Although the main cutting lines have been described above, it goes without saying that the auxiliary cutting lines may be formed by the above-described glass plate cutter device.

[0020]

As described above, according to the present invention, the cutter support shaft includes the pneumatic cylinder device for pressing the cutter blade against the glass plate and the output rotary shaft of the electric motor for rotating the cutter blade around the Z axis. Since the output rotating shaft of the electric motor and the cutter supporting shaft are coaxially arranged, the backlash can be reduced as desired and the notches can be formed accurately and quickly.

[Brief description of drawings]

FIG. 1 is a plan view of a preferred embodiment of the present invention.

FIG. 2 is a partially cutaway side view of the specific example shown in FIG.

FIG. 3 is a partially cutaway front view of the specific example shown in FIG.

FIG. 4 is a partially detailed cross-sectional view of the specific example shown in FIG.
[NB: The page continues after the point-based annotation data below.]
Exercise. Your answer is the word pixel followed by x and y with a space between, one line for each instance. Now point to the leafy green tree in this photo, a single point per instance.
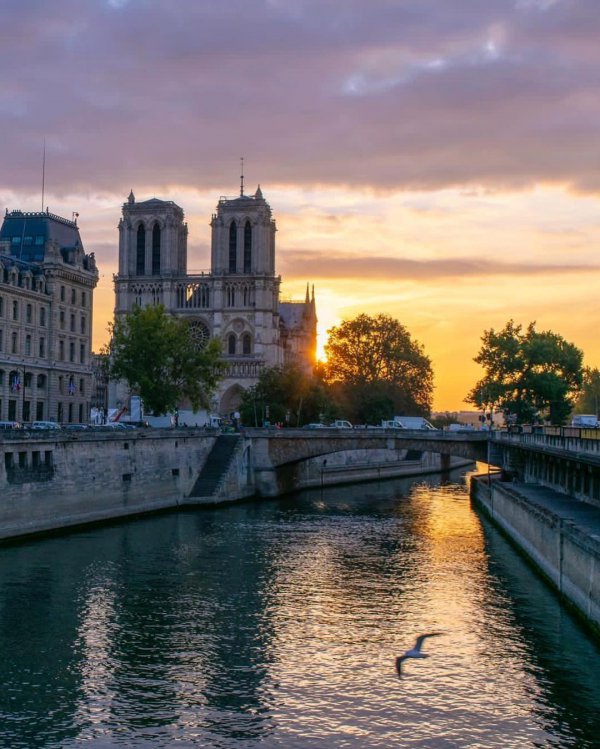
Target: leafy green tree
pixel 160 360
pixel 286 395
pixel 589 398
pixel 528 374
pixel 375 369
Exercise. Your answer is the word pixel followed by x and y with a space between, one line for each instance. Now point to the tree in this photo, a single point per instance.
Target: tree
pixel 284 394
pixel 161 361
pixel 528 374
pixel 375 370
pixel 589 398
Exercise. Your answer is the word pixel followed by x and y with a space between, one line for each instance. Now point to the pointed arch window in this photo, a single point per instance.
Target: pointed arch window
pixel 247 247
pixel 156 250
pixel 232 247
pixel 140 254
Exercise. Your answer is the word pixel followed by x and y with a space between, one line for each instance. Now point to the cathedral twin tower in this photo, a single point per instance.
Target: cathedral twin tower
pixel 237 301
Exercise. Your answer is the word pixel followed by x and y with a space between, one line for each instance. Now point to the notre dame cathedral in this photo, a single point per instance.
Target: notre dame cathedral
pixel 238 301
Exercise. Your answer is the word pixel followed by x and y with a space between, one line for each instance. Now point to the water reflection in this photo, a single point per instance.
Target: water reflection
pixel 277 624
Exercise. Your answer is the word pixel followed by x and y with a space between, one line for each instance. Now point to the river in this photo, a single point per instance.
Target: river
pixel 276 624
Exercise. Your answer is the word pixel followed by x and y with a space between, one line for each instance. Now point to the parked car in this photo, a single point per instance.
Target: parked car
pixel 45 425
pixel 6 425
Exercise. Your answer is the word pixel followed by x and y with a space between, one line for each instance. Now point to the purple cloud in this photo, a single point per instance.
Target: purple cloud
pixel 421 94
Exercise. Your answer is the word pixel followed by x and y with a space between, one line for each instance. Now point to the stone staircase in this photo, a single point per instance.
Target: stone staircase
pixel 216 466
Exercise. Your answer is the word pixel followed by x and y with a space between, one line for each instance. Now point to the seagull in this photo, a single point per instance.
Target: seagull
pixel 415 651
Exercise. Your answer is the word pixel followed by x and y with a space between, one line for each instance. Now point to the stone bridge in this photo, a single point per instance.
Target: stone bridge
pixel 281 458
pixel 565 459
pixel 278 447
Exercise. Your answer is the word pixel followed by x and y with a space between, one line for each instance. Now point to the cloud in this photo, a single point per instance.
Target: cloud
pixel 340 266
pixel 417 94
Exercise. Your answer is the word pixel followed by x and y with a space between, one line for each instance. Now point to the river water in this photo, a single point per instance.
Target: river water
pixel 276 624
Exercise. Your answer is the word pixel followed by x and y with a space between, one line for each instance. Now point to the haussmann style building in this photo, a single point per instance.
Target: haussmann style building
pixel 47 282
pixel 237 301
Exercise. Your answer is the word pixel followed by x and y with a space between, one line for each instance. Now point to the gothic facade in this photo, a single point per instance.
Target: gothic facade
pixel 237 301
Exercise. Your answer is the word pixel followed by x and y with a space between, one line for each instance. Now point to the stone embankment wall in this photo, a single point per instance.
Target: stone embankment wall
pixel 51 482
pixel 568 556
pixel 56 480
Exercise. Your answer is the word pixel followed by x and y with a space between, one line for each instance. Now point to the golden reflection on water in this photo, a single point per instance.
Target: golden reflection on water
pixel 346 602
pixel 276 624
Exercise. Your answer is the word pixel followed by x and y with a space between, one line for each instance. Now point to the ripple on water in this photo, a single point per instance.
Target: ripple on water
pixel 277 625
FIG. 5 is a partial detailed cross-sectional view of another preferred embodiment of the present invention.

[Explanation of symbols]

 1 Cutter device for glass plate 2 Glass plate support base 3 Cutter block 4 Cutter block 6 Cutter support shaft 7 Glass plate 8 Cutter blade 9 Pneumatic cylinder device 10 Output rotary shaft 11 Electric motor 12 XY moving device

Claims (3)

[Claims] 1. A base placed on a glass plate support, a cutter support shaft for supporting a cutter block, and a glass plate mounted on the base and mounted on the glass plate support, and a cutter. A pneumatic cylinder device connected to the cutter support shaft to press the cutter blade attached to the block, and an electric motor having an output rotation shaft connected to the cutter support shaft to rotate the cutter blade around the Z axis. And XY that is connected to the base and moves the base relatively in the XY plane with respect to the glass plate placed on the glass plate support.
A cutter device for a glass plate, which is provided with a moving device and in which the output rotation shaft of the electric motor and the cutter support shaft are coaxially arranged. 2. An output rotary shaft of an electric motor is connected to a cutter support shaft via a spline mechanism, and a pneumatic cylinder device is provided with a hollow piston rod, and the cutter support shaft is a hollow of the hollow piston rod. The glass plate cutter device according to claim 1, wherein the cutter support shaft and the hollow piston rod are connected to each other so as to be rotatable relative to each other. 3. The glass plate cutter device according to claim 1, wherein the cylinder of the pneumatic cylinder device is rotatably supported on the base, and the cutter support shaft is connected to the piston of the pneumatic cylinder device.